I am Jewish, but I don’t find Judaism to be particularly spiritual. It seems to be so much about laws of do’s and don’ts. On the other-hand, eastern religions are so uplifting and really make me feel spiritual. What do you think I should do?

Dear Karen,

You are right about Judaism being a lot about do's and don’ts. Torah literally means “instruction”, and includes much about how to practically live our lives in a way that benefits us and others. In fact, Jewish spirituality is largely based on practically becoming better people, and benefiting others. However, that is not the whole story.

Judaism has a very rich and extensive mystical tradition that addresses all of the facets people find enchanting in eastern religions: meditation, inspiration, dreams, the soul, reincarnation, forces, Divine energy, and much, much more. I can’t go into all the details here, for they are fitting for years of study, but you can start by browsing our website for an introduction to many of these topics in Judaism. There are also many good books on this topic that can be found in kosher Jewish bookstores. I suggest starting with the classic, “The Way of G-d” by Rabbi Moshe Luzzatto.

The following story I heard recently seems very apropos:

As is common among Israeli youth after completing army service, a brother and sister went to travel in India.

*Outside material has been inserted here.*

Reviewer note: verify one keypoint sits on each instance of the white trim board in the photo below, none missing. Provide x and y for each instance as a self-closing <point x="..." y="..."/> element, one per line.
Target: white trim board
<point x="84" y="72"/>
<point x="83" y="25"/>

Interested in observing one of the Jewish holidays while away from home, the brother contacted a Jewish organization there. He enjoyed his experience so much that he started attending classes until he decided to return to Israel to enroll in a yeshiva. In the meantime, his sister became inspired by a charismatic guru who spoke about the cosmic unity of the universe and other tantalizing spiritual ideas. Eventually she returned to Israel for a short visit to the family.

Her brother pleaded and pleaded with her to explore Judaism, until finally, toward the end of her visit, she agreed to attend a lecture on the deeper spiritual side of Judaism. Once there, the organizer apologized that the intended speaker couldn’t make it, and announced that he would talk about the laws of returning lost objects instead. The brother couldn’t believe it. His sister finally agreed to listen to something that might interest her in Judaism, and now she had to sit through this anything but “tantalizing” topic. He determined that she just must not have the merit of hearing what she needs to hear yet. Uninspired, the sister returned to India and her guru.

After some time, she was walking with him through the market when he happened upon a wallet full of money – and identifying documents. Amazed to see him so contently pocket the wallet, she asked whether he intended to return it to its rightful owner since there was ID in the wallet. The guru launched into a lofty discourse on the universality of energy and how he and the owner really share the same soul divided into separate bodies and that in order to maintain celestial equilibrium and harmony he must keep the wallet for himself.

When she heard this spiritual sanction for stealing she recalled the “boring, irrelevant” lecture that she had “mistakenly” attended with her brother about the Torah’s detailed legal requirement to return lost objects. At that moment she decided to pick up a lost Jewish soul she found in India and return it to its Rightful Owner. She took the next plane back to Israel and enlisted in a women’s seminary for Jewish learning.